Però seriamente: il problema esiste, è umanamente rilevante e va trattato senza paraocchi ideologici, di sinistra o di destra. Siamo diventati, che ci piaccia o no, un Paese d’immigrazione. Non possiamo lasciare nel vago la sorte di chi, figlio di immigranti, nasca sul nostro territorio. Dobbiamo dargli la possibilità di diventare cittadino italiano, ma a certe condizioni e con certe cautele. Non siamo un Paese sterminato da popolare, come sono ancora Argentina, Canada, Australia; siamo un piccolo Paese, non abbiamo grandi risorse naturali, la nostra risorsa, per millenni, è stato il nostro cervello creativo, che a sua volta si nutre di una cultura specifica, nostra; non bantú o srilankese. Abbiamo l’obbligo, se vogliamo sopravvivere come comunità nazionale, , di conservare questa identità. Essenziale è mantenere la predominanza dell’elemento originale nella nostra popolazione.

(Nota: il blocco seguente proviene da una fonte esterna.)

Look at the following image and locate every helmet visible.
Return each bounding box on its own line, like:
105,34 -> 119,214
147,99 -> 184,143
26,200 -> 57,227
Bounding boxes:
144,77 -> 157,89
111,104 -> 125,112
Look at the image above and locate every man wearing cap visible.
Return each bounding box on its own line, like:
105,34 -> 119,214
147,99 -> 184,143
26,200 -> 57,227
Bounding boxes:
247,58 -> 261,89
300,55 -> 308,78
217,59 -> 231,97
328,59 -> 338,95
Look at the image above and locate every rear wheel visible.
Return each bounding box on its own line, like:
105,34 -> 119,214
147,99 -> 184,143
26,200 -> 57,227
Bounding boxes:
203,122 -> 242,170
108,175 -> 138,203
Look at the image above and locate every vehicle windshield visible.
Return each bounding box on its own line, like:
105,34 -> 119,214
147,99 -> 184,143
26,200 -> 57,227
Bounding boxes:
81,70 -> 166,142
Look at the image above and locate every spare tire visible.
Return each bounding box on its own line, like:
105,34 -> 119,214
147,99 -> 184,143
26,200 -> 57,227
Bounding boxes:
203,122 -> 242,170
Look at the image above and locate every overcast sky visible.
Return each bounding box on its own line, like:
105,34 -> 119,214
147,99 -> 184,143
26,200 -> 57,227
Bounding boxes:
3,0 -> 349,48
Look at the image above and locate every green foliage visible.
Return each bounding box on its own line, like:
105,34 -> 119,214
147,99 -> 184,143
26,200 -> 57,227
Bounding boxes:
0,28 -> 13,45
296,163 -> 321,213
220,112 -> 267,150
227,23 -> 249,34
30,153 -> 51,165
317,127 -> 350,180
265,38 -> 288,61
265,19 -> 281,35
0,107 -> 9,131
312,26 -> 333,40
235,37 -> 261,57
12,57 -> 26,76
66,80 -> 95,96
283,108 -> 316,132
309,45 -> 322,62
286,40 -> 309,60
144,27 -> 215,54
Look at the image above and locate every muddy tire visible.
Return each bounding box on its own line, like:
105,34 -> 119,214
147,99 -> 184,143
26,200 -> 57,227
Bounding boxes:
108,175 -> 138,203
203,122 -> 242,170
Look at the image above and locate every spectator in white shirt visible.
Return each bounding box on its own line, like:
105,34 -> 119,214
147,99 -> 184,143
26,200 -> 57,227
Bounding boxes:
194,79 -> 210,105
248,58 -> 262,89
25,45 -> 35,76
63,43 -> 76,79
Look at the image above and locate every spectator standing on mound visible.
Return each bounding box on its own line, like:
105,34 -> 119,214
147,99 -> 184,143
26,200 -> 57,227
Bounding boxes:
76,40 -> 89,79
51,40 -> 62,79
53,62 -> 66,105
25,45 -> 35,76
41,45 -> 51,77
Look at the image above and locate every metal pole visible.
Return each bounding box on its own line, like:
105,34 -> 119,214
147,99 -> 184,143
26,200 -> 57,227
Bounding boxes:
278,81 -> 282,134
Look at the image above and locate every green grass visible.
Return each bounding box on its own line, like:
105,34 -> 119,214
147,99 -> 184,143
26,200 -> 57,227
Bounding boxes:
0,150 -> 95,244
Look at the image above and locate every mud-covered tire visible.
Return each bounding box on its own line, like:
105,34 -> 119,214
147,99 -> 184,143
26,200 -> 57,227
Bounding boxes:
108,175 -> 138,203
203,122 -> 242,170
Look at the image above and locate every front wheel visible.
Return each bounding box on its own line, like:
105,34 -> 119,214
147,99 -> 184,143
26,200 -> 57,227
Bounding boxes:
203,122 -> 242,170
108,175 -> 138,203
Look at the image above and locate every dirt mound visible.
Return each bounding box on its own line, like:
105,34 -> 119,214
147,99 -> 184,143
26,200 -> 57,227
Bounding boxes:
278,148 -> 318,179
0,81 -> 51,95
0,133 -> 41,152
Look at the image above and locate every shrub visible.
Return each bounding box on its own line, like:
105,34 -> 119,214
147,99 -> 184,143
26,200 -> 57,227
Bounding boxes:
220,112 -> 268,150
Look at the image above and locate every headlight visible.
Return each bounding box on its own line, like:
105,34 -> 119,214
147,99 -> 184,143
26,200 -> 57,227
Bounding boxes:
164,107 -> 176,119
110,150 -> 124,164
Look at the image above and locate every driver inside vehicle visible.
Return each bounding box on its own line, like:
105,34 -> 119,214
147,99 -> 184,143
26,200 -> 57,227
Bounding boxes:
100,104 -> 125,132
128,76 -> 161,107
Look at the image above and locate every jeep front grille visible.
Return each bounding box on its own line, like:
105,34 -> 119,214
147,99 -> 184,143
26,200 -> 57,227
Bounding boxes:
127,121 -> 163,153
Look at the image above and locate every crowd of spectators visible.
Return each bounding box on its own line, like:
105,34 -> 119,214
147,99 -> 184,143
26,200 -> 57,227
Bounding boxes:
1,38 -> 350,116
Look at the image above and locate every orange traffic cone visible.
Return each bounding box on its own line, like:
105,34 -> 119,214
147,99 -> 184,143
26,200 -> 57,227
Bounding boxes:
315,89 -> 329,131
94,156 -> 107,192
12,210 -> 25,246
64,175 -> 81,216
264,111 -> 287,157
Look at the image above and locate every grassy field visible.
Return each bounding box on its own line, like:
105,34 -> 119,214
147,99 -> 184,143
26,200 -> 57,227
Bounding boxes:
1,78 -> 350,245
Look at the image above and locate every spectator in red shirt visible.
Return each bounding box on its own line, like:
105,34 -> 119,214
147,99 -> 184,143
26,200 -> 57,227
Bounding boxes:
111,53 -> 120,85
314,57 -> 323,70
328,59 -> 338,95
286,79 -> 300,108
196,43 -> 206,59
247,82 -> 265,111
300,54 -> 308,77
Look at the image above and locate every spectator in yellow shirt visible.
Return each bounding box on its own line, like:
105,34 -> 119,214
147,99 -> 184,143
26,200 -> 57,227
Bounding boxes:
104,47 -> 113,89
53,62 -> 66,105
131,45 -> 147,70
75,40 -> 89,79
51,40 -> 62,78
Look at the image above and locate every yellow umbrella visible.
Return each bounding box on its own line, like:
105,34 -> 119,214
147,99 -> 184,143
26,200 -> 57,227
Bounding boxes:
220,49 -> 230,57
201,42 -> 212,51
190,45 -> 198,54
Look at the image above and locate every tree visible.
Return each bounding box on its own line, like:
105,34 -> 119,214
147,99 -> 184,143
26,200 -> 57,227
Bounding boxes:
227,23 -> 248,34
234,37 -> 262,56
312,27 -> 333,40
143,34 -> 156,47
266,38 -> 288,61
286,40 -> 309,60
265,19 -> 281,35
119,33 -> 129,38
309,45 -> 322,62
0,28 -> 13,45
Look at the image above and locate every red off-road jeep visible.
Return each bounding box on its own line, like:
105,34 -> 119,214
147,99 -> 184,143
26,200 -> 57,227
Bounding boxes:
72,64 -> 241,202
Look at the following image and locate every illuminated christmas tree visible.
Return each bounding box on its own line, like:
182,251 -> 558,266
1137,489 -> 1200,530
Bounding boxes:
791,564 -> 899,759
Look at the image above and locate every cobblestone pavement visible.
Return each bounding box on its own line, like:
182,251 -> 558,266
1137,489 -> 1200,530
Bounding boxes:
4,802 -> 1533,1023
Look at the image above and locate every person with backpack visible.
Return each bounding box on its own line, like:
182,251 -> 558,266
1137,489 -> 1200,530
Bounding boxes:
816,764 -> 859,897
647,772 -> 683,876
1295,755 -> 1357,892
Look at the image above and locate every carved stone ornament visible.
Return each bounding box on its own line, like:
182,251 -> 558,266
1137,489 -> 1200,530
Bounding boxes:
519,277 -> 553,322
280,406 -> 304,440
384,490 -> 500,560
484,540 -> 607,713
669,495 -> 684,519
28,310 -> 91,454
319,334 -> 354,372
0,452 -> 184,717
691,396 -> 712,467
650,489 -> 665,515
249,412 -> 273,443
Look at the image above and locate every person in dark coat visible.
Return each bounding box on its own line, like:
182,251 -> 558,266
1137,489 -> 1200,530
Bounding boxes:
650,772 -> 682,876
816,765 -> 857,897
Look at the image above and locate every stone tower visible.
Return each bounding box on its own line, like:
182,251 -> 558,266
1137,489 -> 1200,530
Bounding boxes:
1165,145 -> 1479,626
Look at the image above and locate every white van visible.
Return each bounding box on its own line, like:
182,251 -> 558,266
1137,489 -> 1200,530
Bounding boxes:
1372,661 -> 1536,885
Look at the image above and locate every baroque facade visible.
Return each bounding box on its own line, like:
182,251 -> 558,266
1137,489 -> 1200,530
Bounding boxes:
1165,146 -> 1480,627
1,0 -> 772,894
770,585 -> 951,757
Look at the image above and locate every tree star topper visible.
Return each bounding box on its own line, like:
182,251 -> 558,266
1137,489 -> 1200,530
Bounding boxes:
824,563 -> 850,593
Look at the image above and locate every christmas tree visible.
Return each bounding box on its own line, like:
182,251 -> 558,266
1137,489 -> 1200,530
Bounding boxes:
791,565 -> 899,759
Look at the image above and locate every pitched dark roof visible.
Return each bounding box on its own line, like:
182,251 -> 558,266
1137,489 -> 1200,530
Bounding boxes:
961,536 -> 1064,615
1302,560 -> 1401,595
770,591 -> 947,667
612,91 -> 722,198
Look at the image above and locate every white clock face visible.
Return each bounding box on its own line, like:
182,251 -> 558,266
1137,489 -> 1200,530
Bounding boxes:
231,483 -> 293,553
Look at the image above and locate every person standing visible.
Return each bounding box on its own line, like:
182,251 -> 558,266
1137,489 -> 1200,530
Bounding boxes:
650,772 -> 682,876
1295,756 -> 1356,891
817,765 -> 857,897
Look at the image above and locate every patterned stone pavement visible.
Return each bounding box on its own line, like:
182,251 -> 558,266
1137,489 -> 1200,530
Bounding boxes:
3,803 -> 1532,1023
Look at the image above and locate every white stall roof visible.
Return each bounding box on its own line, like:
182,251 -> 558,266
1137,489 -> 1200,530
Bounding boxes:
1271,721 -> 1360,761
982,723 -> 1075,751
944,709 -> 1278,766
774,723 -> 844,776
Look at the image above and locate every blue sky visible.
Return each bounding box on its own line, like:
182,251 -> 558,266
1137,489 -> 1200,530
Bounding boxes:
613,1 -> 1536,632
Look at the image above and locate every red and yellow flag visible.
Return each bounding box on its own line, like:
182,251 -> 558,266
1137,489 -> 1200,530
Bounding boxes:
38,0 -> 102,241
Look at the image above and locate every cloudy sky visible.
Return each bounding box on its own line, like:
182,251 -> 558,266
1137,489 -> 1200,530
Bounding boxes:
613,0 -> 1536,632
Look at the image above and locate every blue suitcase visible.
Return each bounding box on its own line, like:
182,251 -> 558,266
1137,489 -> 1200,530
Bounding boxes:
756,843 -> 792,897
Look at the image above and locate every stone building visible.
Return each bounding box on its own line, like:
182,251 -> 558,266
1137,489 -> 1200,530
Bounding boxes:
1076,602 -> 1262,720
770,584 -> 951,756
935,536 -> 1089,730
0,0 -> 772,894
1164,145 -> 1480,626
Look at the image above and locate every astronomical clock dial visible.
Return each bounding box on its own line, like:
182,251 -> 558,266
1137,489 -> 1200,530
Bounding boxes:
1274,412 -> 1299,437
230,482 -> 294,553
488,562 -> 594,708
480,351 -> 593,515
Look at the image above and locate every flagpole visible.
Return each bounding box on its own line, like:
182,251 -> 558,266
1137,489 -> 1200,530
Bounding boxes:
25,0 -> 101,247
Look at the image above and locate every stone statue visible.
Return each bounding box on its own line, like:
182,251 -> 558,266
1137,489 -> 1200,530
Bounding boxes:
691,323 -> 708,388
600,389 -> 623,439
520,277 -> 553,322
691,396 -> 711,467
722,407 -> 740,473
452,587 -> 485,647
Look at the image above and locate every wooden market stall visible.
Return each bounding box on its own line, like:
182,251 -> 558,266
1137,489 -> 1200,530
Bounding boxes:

So bene, d’altro lato, che la nostra popolazione diminuisce e dobbiamo mantenerla artificialmente al livello necessario importando gente da fuori. Che altri vengano in Italia a fare lavori utili e spesso necessari, va benissimo e ovviamente meritano parità di diritti sociali e completo rispetto, purché altrettanto rispetto vi sia da parte loro ai nostri costumi e alle nostre leggi. Accade, nei fatti, che una parte di questa immigrazione divenga stabile si trasmetta nel tempo alla discendenza: è a questo punto che si deve essere attenti, quasi inflessibili. La cittadinanza deve essere, in una sola parola, meritata. Perciò la legge ora fallita è sbagliata e va rivista.

Prima o poi dovremo tornare ad occuparcene, ma ora gli interrogativi sul nostro futuro mi paiono ben altri. Perciò, veramente (per ora) de hoc satis.